Le cloître était formé de 18 arcades cintrées qui retombent sur des piliers carrés avec une cour dallée surélevée au centre de laquelle se trouve un puits-citerne. Ce puits fut offert par le Cardinal Mazarin lors de son passage à l'occasion du mariage de Louis XIV et en honneur de la paix conclue entre la France et l'Espagne. En fait, au début des pourparlers entre le Premier ministre, le cardinal Jules Mazarin, et son homologue espagnol don Luis Mendez de Haro, les réunions devaient se tenir soit au couvent des Recollets, soit au château d’Urtubie. Mais le roi d’Espagne s’y opposant, il fut décidé qu’elles se tiendraient dans une île de la Bidassoa, connue sous le nom d’île des Faisans. 

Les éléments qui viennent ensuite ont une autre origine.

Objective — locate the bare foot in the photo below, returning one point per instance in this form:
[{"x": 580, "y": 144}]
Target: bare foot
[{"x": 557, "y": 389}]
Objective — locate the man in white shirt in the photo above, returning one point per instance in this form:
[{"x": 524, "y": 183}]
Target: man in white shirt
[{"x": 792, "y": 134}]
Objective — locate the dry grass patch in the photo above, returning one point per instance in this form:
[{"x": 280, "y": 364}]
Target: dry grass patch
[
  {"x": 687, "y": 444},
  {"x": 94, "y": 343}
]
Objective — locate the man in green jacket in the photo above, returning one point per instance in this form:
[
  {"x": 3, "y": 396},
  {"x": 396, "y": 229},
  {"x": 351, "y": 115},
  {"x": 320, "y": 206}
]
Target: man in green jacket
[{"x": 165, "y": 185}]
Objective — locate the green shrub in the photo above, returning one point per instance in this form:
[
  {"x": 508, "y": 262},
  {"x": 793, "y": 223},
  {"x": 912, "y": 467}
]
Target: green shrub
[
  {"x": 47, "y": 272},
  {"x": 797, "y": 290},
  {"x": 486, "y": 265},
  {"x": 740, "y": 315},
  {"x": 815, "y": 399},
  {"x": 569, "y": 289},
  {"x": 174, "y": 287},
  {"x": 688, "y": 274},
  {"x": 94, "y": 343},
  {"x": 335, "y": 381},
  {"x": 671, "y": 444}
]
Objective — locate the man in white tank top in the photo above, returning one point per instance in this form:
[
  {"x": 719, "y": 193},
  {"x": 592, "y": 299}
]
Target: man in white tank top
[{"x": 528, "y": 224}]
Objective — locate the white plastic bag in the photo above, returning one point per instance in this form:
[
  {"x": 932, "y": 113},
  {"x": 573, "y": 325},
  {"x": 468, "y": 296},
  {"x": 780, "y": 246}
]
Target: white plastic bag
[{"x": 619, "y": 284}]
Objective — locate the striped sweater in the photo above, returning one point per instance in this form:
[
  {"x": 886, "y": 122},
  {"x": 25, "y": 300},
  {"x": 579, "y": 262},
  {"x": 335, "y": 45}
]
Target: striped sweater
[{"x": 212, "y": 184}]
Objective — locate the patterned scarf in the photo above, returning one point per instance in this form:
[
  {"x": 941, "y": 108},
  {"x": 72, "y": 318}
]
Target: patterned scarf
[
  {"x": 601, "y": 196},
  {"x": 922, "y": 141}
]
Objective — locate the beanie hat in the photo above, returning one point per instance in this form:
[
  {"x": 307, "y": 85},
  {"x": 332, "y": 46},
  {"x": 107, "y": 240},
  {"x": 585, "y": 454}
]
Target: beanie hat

Le couvent des Récollets accueillit ainsi régulièrement les évêques de Bayonne, hébergea et reçut des hôtes importants, comme le cardinal de Mazarin. Pendant leur séjour luzien, Louis XIV et sa mère Anne d'Autriche s'y rendirent souvent pour entendre les offices. Dans une des pièces du couvent furent exposés le trousseau de l'Infante, les nombreux cadeaux, ainsi que les habits du roi. 
Plus tard, au début de l'année 1713, la reine douairière d'Espagne, Marie-Anne de Neubourg, exilée à Bayonne pendant trente-deux ans, y logera au cours de ses séjours luziens dans l'appartement dont l'évêque de Bayonne disposait au couvent des Récollets. Selon certains témoignages, une école de navigation aurait même existé vers le milieu du XVIIIème siècle.

Entre vandalisme révolutionnaire et collections picturales

La révolution de 1789 chassa les religieux : la Vierge au-dessus de la porte fut décapitée, mais curieusement les fleurs de lys du porche furent épargnées. En 1802, le maire de Ciboure, Jean Detchevers, voulut relever le couvent de ses ruines. Il proposa d'acquérir les biens avec la municipalité de Saint-Jean-de-Luz pour en faire un hospice. En vain. Finalement, les armateurs Leremboure et Labrouche achetèrent les bâtiments. 

En 1821, le couvent fut revendu à l’État, et en 1850, les douanes achetèrent deux nouvelles parcelles, la chapelle étant affectée au Service de la guerre. Dès lors s'amorça la vente de parcelles à des propriétaires privés : les entrepreneurs Noubel, Laussen et Dupuy et l'architecte Seron. Ce dernier construisit un corps de bâtiment d'habitations à deux étages accolé à la chapelle. 
Entre temps, l'île des Récollets avait été rattachée définitivement à la terre ferme ziburutar. En 1900, le nouvel acquéreur, Jeanne Cécile Latge, transforma ces bâtiments en une usine de salaison, la première usine de Ciboure. Les sardines et les anchois étaient pressés en baril dans la chapelle. Puis, la famille des armateurs Elissalt acheta les bâtiments en 1907 avant de construire la "Conserverie moderne"
Finalement, la maison des Évêques a été acquise en 1997 par le syndicat intercommunal de la baie. 

Quant à la chapelle, la ville de Ciboure l’avait rachetée en 2007 à la famille Elissalt (dont est issue l’épouse du dessinateur Jean Pattou). Ces dernières années, quelque peu restaurée, elle abrita des concerts ainsi que les belles expositions de peintres basques du collectionneur d’art Robert Poulou. 
Le plan originel prévoyait sa transformation en salle multifonctions. Désignation technocratique en diable pour signifier que cet ancien lieu de culte qui servit pendant la Révolution de 1789 d’antichambre (de prison) de la guillotine installée entre la mairie de Saint-Jean-de-Luz et la "Maison Louis XIV" continuerait, du moins on peut l’espérer, à servir de salle de concert et de galerie d'exposition comme celles de Robert Poulou. Il était également prévu que l'aile est des Récollets devait accueillir les professionnels du port et on verra quelle sera la destination définitive de la Maison des évêques appartenant au Syndicat de la baie : elle abritera sans doute l'administration du port de pêche.